Nicht alles, was erlaubt ist, ist auch verantwortungsvoll
Volle Fußballstadien wie beim Derby zwischen Union Berlin und Hertha BSC wirken stimmungsvoll, aber während der Pandemie auch deplatziert.

Berlin-Es war eher eine Randnotiz und ging im Vorfeld des großen Derbys völlig unter. Die Champions Gala, die Auszeichnungsveranstaltung von Berlins Sportlern, Sportlerinnen und Mannschaften des Jahres, wird auch in diesem Jahr nur online stattfinden. „Angesichts der aktuellen Entwicklungen werden wir kein Publikumsevent veranstalten“, sagte Veranstalter Martin Seeber am Donnerstag, „die Gesundheit aller geht vor.“ Zwei Tage später saßen 22.012 Zuschauer im Stadion An der Alten Försterei beim Hauptstadtduell zwischen Union Berlin und Hertha BSC – ausverkauftes Haus.
Die Eisernen hatten dabei nichts falsch gemacht, sondern mit der 2G-Regelung die Möglichkeit genutzt, die ihnen die Politik in der aktuellen Infektionslage in Berlin gestattet, und damit für ein stimmungsvolles Erlebnis gesorgt. Sie haben es aber verpasst, ein Zeichen zu setzen.

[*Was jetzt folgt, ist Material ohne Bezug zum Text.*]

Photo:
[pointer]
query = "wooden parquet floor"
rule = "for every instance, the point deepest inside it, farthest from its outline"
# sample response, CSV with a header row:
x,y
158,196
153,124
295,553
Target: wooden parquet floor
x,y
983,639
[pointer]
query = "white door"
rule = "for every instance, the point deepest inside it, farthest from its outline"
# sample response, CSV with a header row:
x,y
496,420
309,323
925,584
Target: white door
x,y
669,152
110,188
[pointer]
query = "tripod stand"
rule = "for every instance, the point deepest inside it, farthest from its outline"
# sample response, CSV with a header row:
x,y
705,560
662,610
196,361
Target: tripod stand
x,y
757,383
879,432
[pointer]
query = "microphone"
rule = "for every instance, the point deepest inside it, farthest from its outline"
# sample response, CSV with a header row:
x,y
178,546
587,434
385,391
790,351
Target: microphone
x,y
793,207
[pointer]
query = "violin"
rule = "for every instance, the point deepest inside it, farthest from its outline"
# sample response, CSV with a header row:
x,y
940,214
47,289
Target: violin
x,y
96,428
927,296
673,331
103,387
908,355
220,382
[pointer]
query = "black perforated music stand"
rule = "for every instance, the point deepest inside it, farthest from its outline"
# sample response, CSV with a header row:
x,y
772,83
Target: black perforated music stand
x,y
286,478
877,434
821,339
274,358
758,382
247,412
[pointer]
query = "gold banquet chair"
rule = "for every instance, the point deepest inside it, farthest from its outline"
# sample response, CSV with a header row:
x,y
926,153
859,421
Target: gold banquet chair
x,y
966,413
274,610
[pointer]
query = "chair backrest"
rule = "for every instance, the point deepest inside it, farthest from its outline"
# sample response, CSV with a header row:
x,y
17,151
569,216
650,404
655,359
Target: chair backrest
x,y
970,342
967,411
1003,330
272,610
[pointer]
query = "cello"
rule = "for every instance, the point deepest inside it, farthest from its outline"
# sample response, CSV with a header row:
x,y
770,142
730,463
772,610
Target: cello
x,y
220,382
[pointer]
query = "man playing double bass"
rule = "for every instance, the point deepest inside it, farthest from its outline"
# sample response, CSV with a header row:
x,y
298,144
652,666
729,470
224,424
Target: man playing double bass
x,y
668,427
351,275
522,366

Denn: Nicht alles, was erlaubt ist, ist auch gleichzeitig verantwortungsvoll. 2G sollte in Zeiten von täglich neuen Corona-Rekordzahlen nicht die Legitimation dafür sein, so viele Zuschauer wie möglich an einem Ort zusammenzubringen. Schon gar nicht, wenn nicht einmal alle Fußballprofis geimpft sind oder Trainer offenbar gefälschte Impfzertifikate benutzen.
So schön das Erlebnis voller Stadien atmosphärisch auch sein mag und so toll die Stimmung im Hauptstadt-Derby war, so deplatziert wirken volle Stadien in einer Phase der Pandemie, wo die Politik die Kontrolle über das Virus zu verlieren droht. In Sachsen gibt es deshalb ab nächster Woche wieder Geisterspiele, in Bayern wird nur noch eine Auslastung von 25 Prozent erlaubt. Hertha BSC aber hat eine Vollauslastung beantragt. Bloß gut, dass der kommende Gegner aus Augsburg nicht der große Zuschauermagnet ist und es ausreichend Abstand zwischen den Fans im Olympiastadion geben wird.